What I mean by the “usual good actions” is notable good deeds you do may be a few times every week. Some examples:
Help a friend end an abusive relationship.
Go out of your way to help a stranger.
Do something extra nice and thoughtful for your partner.
Show up in person to support your friend’s endeavor.
Procure a Burning Man ticket for your friend.
Refrain from calling your co-founder’s idea “the dumbest thing I’ve heard this year” and do your best to listen.
What I mean by “altruistic impact” is probably QALYs, but I guess it’s harder to use that metric here because you’re working with changes in a pretty high quality life already vs. the difference between alive and dead. So may be there’s a better metric.

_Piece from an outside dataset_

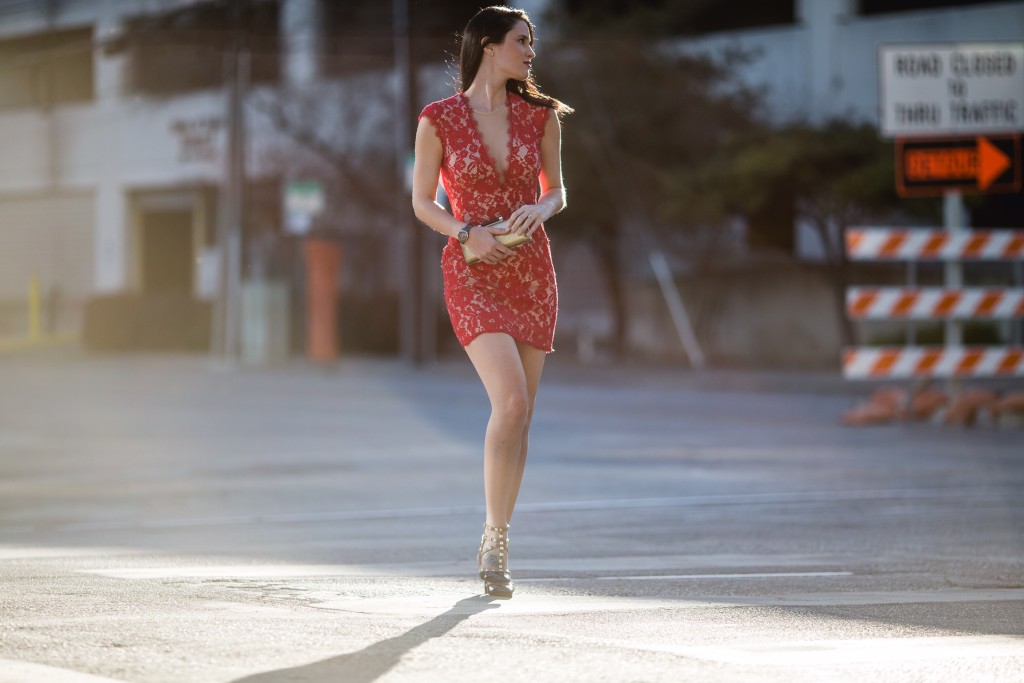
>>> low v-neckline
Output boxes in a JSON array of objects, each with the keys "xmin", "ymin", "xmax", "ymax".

I’m also interested in the indirect impact of these actions (see my comment).
I’m also open to better a rephrasing of this question.
Oh, and I’m happy to hear everyone’s thoughts on this without research too.
I suspect that you’re well into the measurement-error range for the things you’re talking about. It would be silly to expect a measurable change in QALY for something you spend a tiny fraction of your waking year on or a tiny fraction of your annual income on. Let alone the debate about how to adjust the quality measure based on such things.
Fortunately, at these scales, you can use anecdotal evidence of improvement in YOUR experience, for many things. Your friend’s smile or your co-founder’s continued stream of horrible ideas are plenty of reward for the low cost of the kindness you’re considering.
These actions are mostly low-impact (in comparison with saving lives, preventing environmental catastrophe, etc.) but also low-effort and frequently-occurring. The right measure might be something like “impact per unit input” or “impact per person-year”, and I suspect they then look less negligible by comparison with big-ticket effective altruism activity.
They also tend to affect people close to us about whom we care a lot. It’s not at all clear what the best ways of balancing such “near” interests against those of distant strangers are (or indeed whether “what are the best ways to do that?” is a meaningful question at all) but clearly most of us, effective altruists included, in practice give much higher weight to our own welfare and that of a small number of people we care specially for, than that of random others. So if “altruistic impact” is meant to mean the same sort of evaluation as we use for malaria nets etc., it may not be the right thing to try to measure here.
This sounds weird.
(“the dumbest thing I’ve heard this year”. This sounds more like someone snapping at someone else than ‘the ideas are part of a horrible stream’.
If the people in question are co-founders, then perhaps they think some of each other’s ideas are good.)